A technical on-chain metric called liveliness has climbed to new highs, indicating elevated spending and turnover of long-held Bitcoin and suggesting the current bull market may yet have room to run despite muted spot price action.
Liveliness, described by analyst TXMC, is a long-term moving average of on-chain activity that measures lifetime spending versus holding. It rises when coins are being transacted more than they are held and falls when coins accumulate in long-term storage. TXMC says the metric’s steady climb this cycle—despite lower nominal prices—points to a hidden floor of demand not reflected in price alone.
Analyst James Check notes that liveliness was largely range-bound after the 2017 peak until recently. The present surge represents a return of previously dormant coins at a much larger scale than in 2017: while past transactions were often in the hundreds or thousands of dollars, current movements involve values in the several to tens of billions. Check calls the uptick in coin-days destroyed one of the largest capital rotations and generational shifts in Bitcoin history.
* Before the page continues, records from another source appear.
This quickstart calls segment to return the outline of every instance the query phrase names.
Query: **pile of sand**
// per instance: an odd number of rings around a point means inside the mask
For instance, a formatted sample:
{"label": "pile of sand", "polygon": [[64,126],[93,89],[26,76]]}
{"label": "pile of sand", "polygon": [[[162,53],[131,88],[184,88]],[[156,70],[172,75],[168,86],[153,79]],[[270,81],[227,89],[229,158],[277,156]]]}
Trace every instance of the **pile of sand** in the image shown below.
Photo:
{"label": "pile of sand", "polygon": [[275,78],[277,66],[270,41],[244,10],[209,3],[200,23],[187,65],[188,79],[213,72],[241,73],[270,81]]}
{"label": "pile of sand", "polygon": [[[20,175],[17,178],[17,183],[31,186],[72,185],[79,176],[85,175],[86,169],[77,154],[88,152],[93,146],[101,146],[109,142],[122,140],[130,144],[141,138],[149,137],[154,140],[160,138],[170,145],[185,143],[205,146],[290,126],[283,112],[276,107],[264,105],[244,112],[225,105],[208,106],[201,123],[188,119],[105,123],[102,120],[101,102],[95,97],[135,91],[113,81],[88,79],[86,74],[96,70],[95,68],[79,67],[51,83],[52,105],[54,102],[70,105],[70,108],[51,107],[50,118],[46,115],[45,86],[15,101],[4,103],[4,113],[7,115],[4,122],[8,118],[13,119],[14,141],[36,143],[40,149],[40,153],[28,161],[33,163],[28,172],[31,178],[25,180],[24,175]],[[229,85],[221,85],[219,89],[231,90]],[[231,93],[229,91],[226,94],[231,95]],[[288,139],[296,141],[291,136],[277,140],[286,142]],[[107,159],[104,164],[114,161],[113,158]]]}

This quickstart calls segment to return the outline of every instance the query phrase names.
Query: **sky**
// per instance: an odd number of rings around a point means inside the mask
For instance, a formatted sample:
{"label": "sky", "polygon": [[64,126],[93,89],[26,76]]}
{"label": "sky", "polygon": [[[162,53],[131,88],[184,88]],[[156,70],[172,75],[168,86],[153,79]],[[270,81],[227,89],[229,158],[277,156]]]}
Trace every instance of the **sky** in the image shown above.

Price action has been relatively stable over the past 24 hours, with Bitcoin briefly dipping below $89,000 before recovering toward about $89,500. Michaël van de Poppe characterizes the $86,000–$92,000 range as short-term noise. He says a clean break above $92,000 could open a path to further upside, while failure to hold that level might prompt a test of the low $80,000s and even form a double-bottom. Van de Poppe also suggested the market may not be far from a local bottom, which could set the stage for a stronger rally into year-end and the first quarter.
Taken together, rising liveliness and the movement of long-dormant coins point to substantive demand beneath the surface of current prices. That on-chain activity supports the view among some analysts that the broader bull cycle has not necessarily ended, even if spot prices remain range-bound in the near term.